Open omlins opened 2 years ago
I've just tried with the attached audio file, it returned [unk]. Here is the full output:
vosk-model-small-de-0.15.zip: 100%|████████████████████████████████████████████████████████████████| 44.4M/44.4M [00:00<00:00, 51.7MB/s]
LOG (VoskAPI:ReadDataFiles():model.cc:213) Decoding params beam=10 max-active=3000 lattice-beam=2
LOG (VoskAPI:ReadDataFiles():model.cc:216) Silence phones 1:2:3:4:5:6:7:8:9:10
LOG (VoskAPI:RemoveOrphanNodes():nnet-nnet.cc:948) Removed 0 orphan nodes.
LOG (VoskAPI:RemoveOrphanComponents():nnet-nnet.cc:847) Removing 0 orphan components.
LOG (VoskAPI:ReadDataFiles():model.cc:248) Loading i-vector extractor from /home/shmyrev/.cache/vosk/vosk-model-small-de-0.15/ivector/final.ie
LOG (VoskAPI:ComputeDerivedVars():ivector-extractor.cc:183) Computing derived variables for iVector extractor
LOG (VoskAPI:ComputeDerivedVars():ivector-extractor.cc:204) Done.

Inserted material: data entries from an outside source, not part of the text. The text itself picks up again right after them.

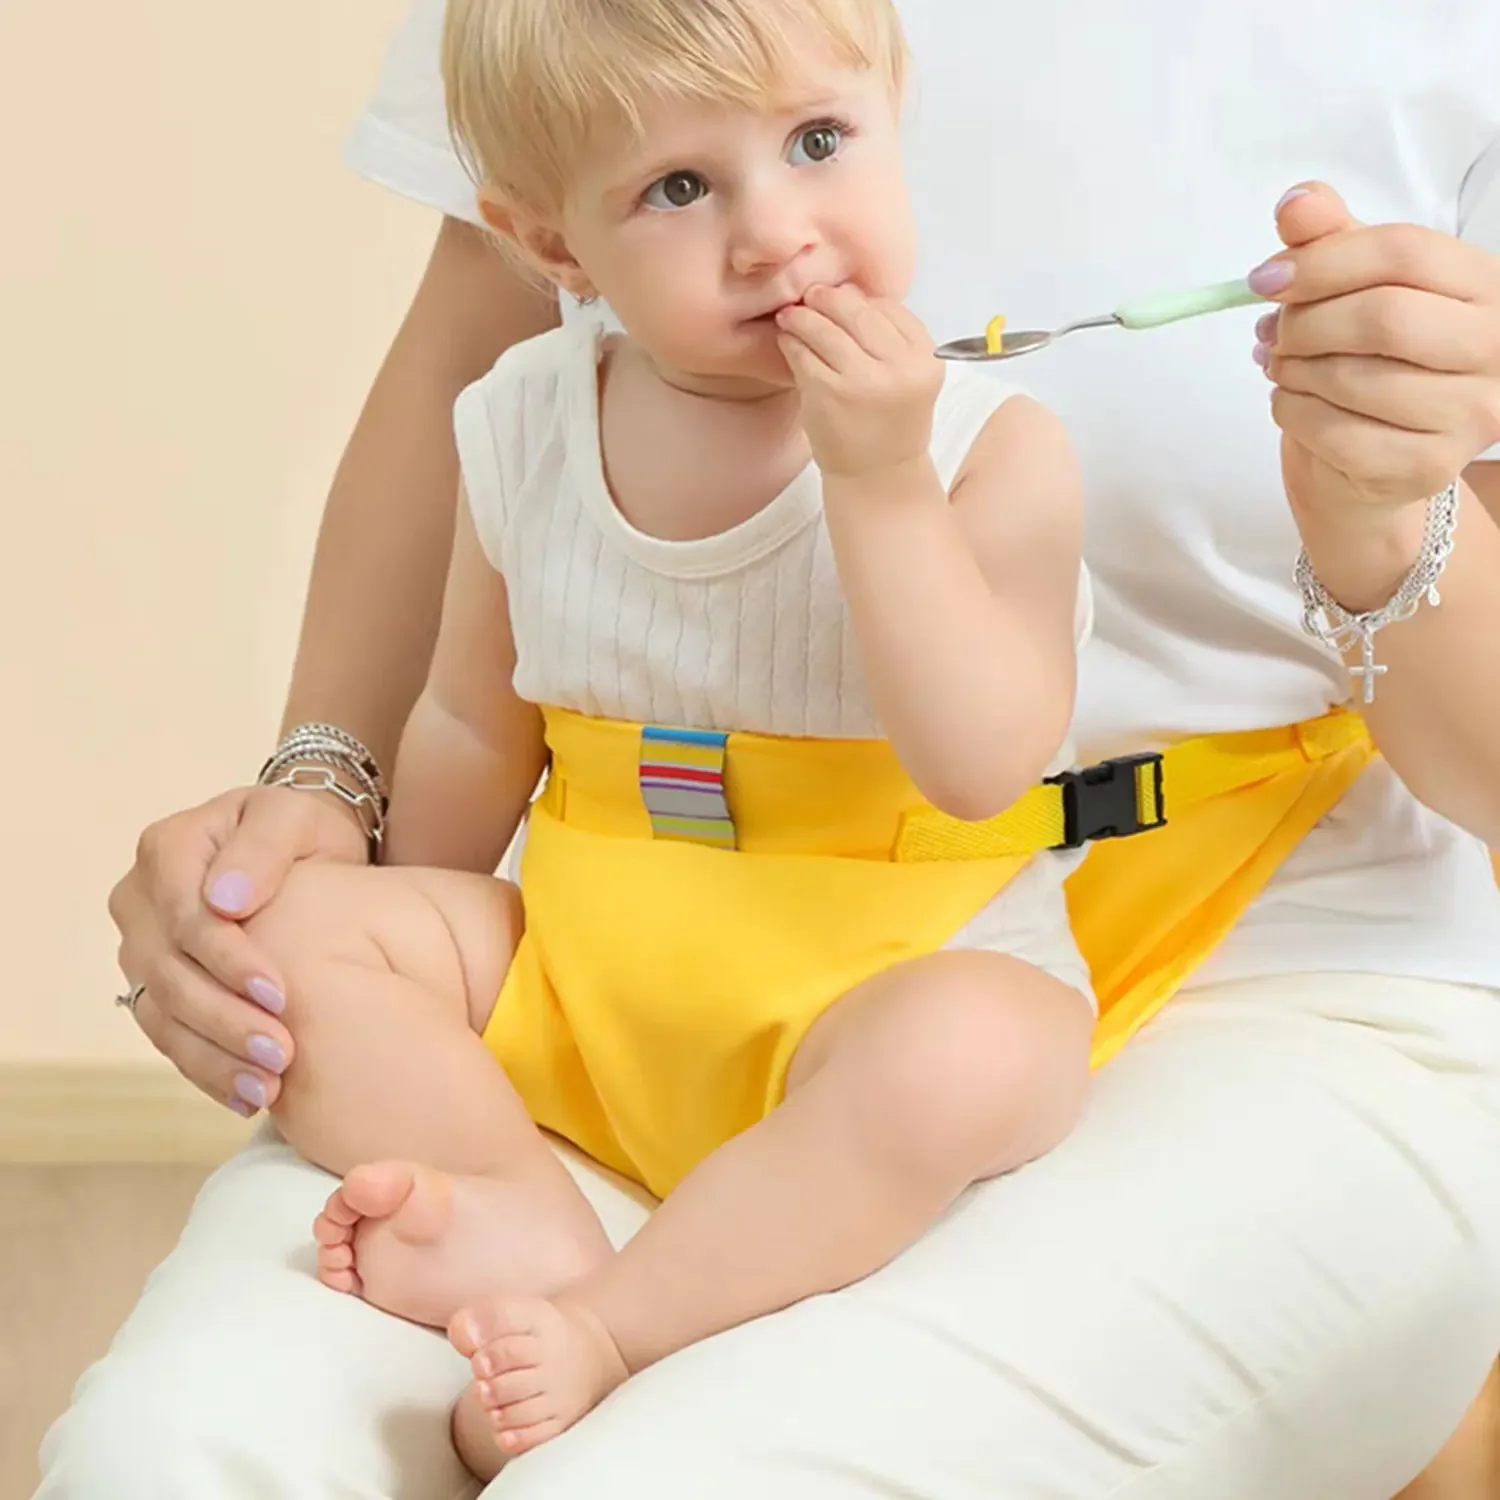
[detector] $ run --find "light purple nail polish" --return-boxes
[228,1097,256,1118]
[247,977,285,1015]
[208,871,255,914]
[1252,341,1271,368]
[1276,186,1312,213]
[247,1035,287,1074]
[1248,259,1294,295]
[234,1072,269,1110]
[1254,311,1279,343]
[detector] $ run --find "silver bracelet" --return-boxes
[262,722,389,803]
[1294,481,1460,704]
[257,723,389,861]
[259,740,382,809]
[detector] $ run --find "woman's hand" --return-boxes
[108,783,367,1115]
[1243,183,1500,845]
[1251,182,1500,537]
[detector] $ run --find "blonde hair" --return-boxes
[443,0,907,220]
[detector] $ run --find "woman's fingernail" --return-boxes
[1252,340,1271,368]
[1248,259,1294,295]
[234,1073,269,1110]
[246,1035,287,1074]
[228,1097,256,1118]
[1276,185,1312,214]
[1254,310,1280,343]
[247,977,285,1015]
[208,871,255,914]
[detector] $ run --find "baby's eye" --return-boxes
[788,123,844,166]
[643,171,708,211]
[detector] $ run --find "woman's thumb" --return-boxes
[1275,181,1359,248]
[203,789,313,919]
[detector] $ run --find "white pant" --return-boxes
[35,974,1500,1500]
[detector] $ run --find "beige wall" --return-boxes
[1,1,435,1066]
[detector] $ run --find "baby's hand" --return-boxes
[776,285,944,481]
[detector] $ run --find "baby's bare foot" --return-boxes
[450,1294,628,1458]
[451,1385,508,1485]
[312,1161,609,1329]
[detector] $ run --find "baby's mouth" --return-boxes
[749,298,803,324]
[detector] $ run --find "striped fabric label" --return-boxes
[639,726,736,849]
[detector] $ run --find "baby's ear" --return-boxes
[476,188,517,240]
[479,190,596,302]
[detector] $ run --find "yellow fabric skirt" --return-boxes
[480,705,1411,1196]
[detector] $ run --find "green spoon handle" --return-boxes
[1114,277,1266,330]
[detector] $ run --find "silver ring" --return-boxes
[114,981,146,1013]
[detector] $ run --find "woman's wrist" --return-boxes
[1289,494,1429,613]
[1292,482,1462,704]
[257,723,389,863]
[255,770,374,863]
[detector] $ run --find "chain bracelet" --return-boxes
[260,742,381,806]
[261,765,383,855]
[291,722,389,801]
[256,723,389,862]
[1294,481,1460,705]
[261,746,382,816]
[261,722,388,803]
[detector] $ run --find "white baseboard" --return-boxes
[0,1062,256,1164]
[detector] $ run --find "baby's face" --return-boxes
[561,48,914,392]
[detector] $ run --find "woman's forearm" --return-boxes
[1253,188,1500,844]
[1293,462,1500,846]
[280,217,559,768]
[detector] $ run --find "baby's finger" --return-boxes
[777,331,833,383]
[776,303,866,372]
[878,299,936,351]
[803,284,908,360]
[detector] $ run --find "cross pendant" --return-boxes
[1349,631,1387,705]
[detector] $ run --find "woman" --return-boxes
[40,0,1500,1495]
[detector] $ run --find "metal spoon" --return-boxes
[935,276,1267,362]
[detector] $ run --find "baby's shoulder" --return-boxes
[453,320,597,500]
[460,321,591,427]
[929,363,1042,485]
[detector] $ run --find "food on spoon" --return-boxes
[984,314,1007,354]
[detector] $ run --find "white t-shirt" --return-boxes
[344,0,1500,993]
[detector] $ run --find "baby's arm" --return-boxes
[779,284,1081,821]
[824,396,1082,821]
[384,486,547,869]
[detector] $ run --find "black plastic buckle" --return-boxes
[1045,753,1167,850]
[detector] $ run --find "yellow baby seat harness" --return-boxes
[483,701,1393,1197]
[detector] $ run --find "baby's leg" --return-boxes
[453,950,1093,1459]
[247,862,610,1330]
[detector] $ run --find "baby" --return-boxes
[252,0,1095,1477]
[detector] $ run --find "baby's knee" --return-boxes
[249,863,520,1045]
[854,955,1092,1174]
[244,864,454,1061]
[242,861,383,969]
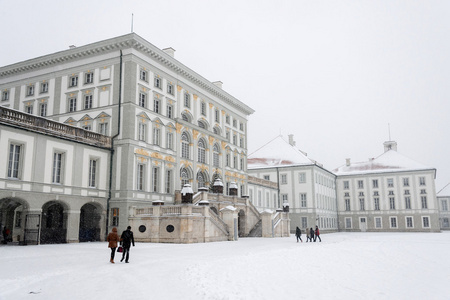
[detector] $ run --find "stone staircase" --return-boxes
[247,220,262,237]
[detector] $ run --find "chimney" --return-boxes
[346,158,351,166]
[162,47,175,58]
[383,141,397,152]
[288,134,295,146]
[212,81,223,89]
[69,45,76,49]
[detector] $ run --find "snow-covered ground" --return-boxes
[1,232,449,300]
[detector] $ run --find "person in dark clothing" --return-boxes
[315,225,321,242]
[2,227,10,244]
[120,226,135,263]
[295,227,302,243]
[310,227,315,242]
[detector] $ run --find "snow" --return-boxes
[1,232,450,300]
[334,150,434,176]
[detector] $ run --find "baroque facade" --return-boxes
[0,33,255,244]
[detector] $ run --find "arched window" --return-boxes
[213,143,220,167]
[198,138,206,164]
[180,168,190,187]
[213,126,220,135]
[198,121,206,129]
[181,132,190,159]
[197,171,206,188]
[181,112,191,123]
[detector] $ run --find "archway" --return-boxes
[79,203,101,242]
[41,202,67,244]
[238,209,246,237]
[0,197,28,244]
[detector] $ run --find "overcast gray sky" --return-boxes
[1,0,449,191]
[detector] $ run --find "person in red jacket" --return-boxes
[314,225,321,242]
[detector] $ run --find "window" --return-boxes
[137,163,145,190]
[373,179,378,188]
[85,72,94,84]
[300,193,307,208]
[281,174,287,184]
[442,199,448,211]
[138,123,146,141]
[52,152,64,184]
[282,194,288,203]
[240,137,244,148]
[88,159,97,188]
[240,122,244,131]
[181,113,190,123]
[422,216,430,228]
[166,132,173,150]
[152,167,159,192]
[403,178,409,187]
[15,211,22,228]
[154,76,161,89]
[233,119,237,128]
[165,170,172,193]
[420,189,427,194]
[198,139,206,163]
[213,144,220,167]
[41,82,49,93]
[406,217,413,228]
[387,178,394,187]
[443,218,449,228]
[153,127,160,146]
[301,217,308,229]
[181,132,190,159]
[167,104,173,118]
[419,177,426,186]
[359,198,365,211]
[197,172,206,189]
[226,115,230,124]
[344,181,349,189]
[140,69,147,81]
[226,153,230,167]
[232,134,237,145]
[421,196,428,209]
[139,93,146,108]
[404,189,410,195]
[167,83,174,95]
[84,95,93,109]
[69,75,78,87]
[184,92,190,108]
[201,102,206,116]
[198,121,206,129]
[111,208,119,226]
[405,196,411,209]
[233,155,237,169]
[226,131,230,141]
[295,173,305,183]
[99,123,109,135]
[389,197,395,210]
[39,103,47,117]
[2,90,9,101]
[374,197,380,210]
[215,109,219,123]
[25,104,33,114]
[154,99,160,114]
[375,217,382,228]
[180,168,190,187]
[358,180,364,189]
[69,97,77,112]
[264,175,270,181]
[8,144,22,179]
[240,158,244,170]
[390,217,397,228]
[27,85,35,96]
[345,218,352,229]
[345,199,350,211]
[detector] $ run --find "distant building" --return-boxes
[437,185,450,230]
[248,135,338,233]
[334,141,440,232]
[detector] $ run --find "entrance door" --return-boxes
[24,214,41,245]
[360,218,367,232]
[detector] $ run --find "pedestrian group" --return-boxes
[107,226,135,264]
[296,225,321,243]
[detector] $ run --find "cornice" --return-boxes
[0,33,255,116]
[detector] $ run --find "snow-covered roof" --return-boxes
[333,148,434,176]
[248,135,315,169]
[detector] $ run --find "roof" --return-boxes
[248,135,315,169]
[333,149,435,176]
[437,183,450,196]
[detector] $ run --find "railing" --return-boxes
[136,207,154,215]
[161,206,182,215]
[209,208,229,235]
[192,207,204,214]
[0,106,111,148]
[192,192,203,205]
[272,212,281,229]
[248,175,278,189]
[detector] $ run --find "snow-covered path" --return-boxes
[0,232,449,300]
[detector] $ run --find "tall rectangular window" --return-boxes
[52,152,64,184]
[137,163,145,190]
[166,132,173,149]
[282,194,288,204]
[375,217,382,228]
[154,76,162,89]
[167,83,174,95]
[374,197,380,210]
[139,69,147,81]
[345,199,350,211]
[359,198,365,211]
[69,97,77,112]
[419,177,426,186]
[152,167,159,193]
[84,95,93,109]
[406,217,413,228]
[344,181,349,189]
[389,197,395,210]
[88,159,97,188]
[2,90,10,101]
[442,200,448,211]
[138,123,146,141]
[403,178,409,186]
[226,154,230,167]
[184,92,190,108]
[390,217,397,228]
[26,104,33,114]
[300,193,307,208]
[15,211,22,228]
[167,104,173,118]
[299,173,306,183]
[39,103,47,117]
[111,208,119,226]
[345,218,352,228]
[139,93,146,108]
[201,102,206,116]
[85,72,94,84]
[8,144,22,179]
[165,170,172,194]
[41,82,49,93]
[99,123,109,135]
[387,178,394,187]
[358,180,364,189]
[373,179,378,188]
[422,217,430,228]
[154,99,160,113]
[281,174,287,184]
[27,85,35,96]
[69,76,78,87]
[405,196,411,209]
[421,196,428,209]
[215,109,219,122]
[153,127,160,146]
[301,217,308,228]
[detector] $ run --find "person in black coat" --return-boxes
[295,227,302,243]
[310,227,315,242]
[120,226,135,263]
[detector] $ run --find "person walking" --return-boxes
[120,226,135,263]
[315,225,321,242]
[295,226,302,243]
[305,228,311,242]
[310,227,315,242]
[107,227,120,263]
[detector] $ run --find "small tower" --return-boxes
[229,182,238,196]
[181,184,194,203]
[383,141,398,152]
[213,178,224,194]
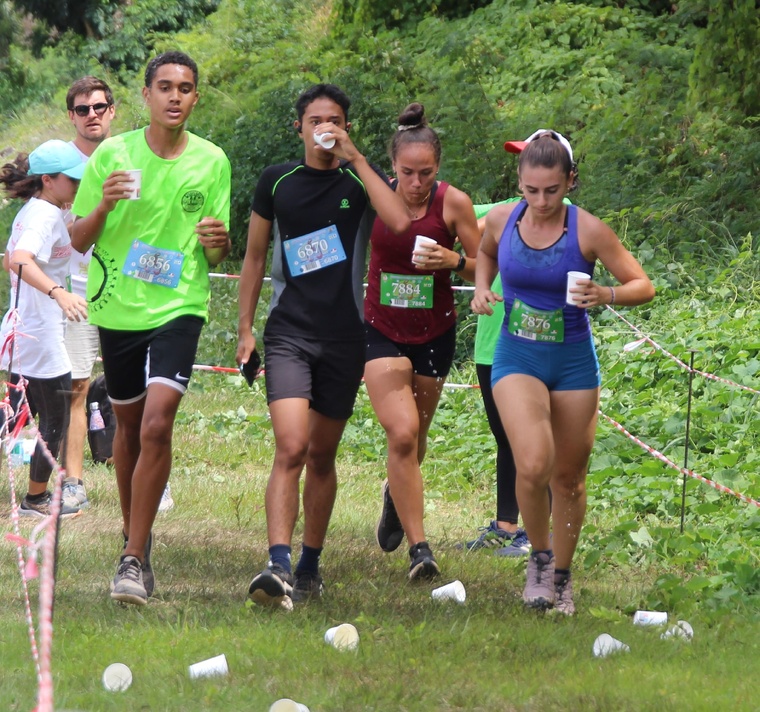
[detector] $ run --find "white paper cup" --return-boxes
[269,699,310,712]
[566,270,590,306]
[412,235,437,265]
[314,132,335,149]
[188,653,229,679]
[431,579,466,604]
[324,623,359,651]
[661,620,694,641]
[125,169,141,200]
[633,610,668,626]
[592,633,630,658]
[102,662,132,692]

LOG (VoskAPI:ReadDataFiles():model.cc:282) Loading HCL and G from /home/shmyrev/.cache/vosk/vosk-model-small-de-0.15/graph/HCLr.fst /home/shmyrev/.cache/vosk/vosk-model-small-de-0.15/graph/Gr.fst
LOG (VoskAPI:ReadDataFiles():model.cc:303) Loading winfo /home/shmyrev/.cache/vosk/vosk-model-small-de-0.15/graph/phones/word_boundary.int
LOG (VoskAPI:Recognizer():recognizer.cc:63) ["terminus", "punkt", "klein", "ausruf", "frage", "doppelpunkt", "zurück", "sprache", "komma", "vor", "gross", "paragraf", "buchstaben", "ziffern", "strichpunkt", "[unk]"]
LOG (VoskAPI:Estimate():language_model.cc:142) Estimating language model with ngram-order=2, discount=0.5
LOG (VoskAPI:OutputToFst():language_model.cc:209) Created language model with 17 states and 32 arcs.
{
"partial" : ""
}
{
"partial" : ""
}
{
"partial" : ""
}
{
"partial" : "strichpunkt"
}
{
"partial" : "strichpunkt"
}
{
"partial" : "strichpunkt"
}
{
"partial" : "ausruf"
}
{
"partial" : ""
}
{
"partial" : "strichpunkt"
}
{
"partial" : "strichpunkt"
}
{
"partial" : "[unk]"
}
{
"partial" : "[unk]"
}
{
"text" : "[unk]"
}
Thanks @nshmyrev for trying! I will try your example too and report back...
@nshmyrev : I tried with your audio and also got [unk]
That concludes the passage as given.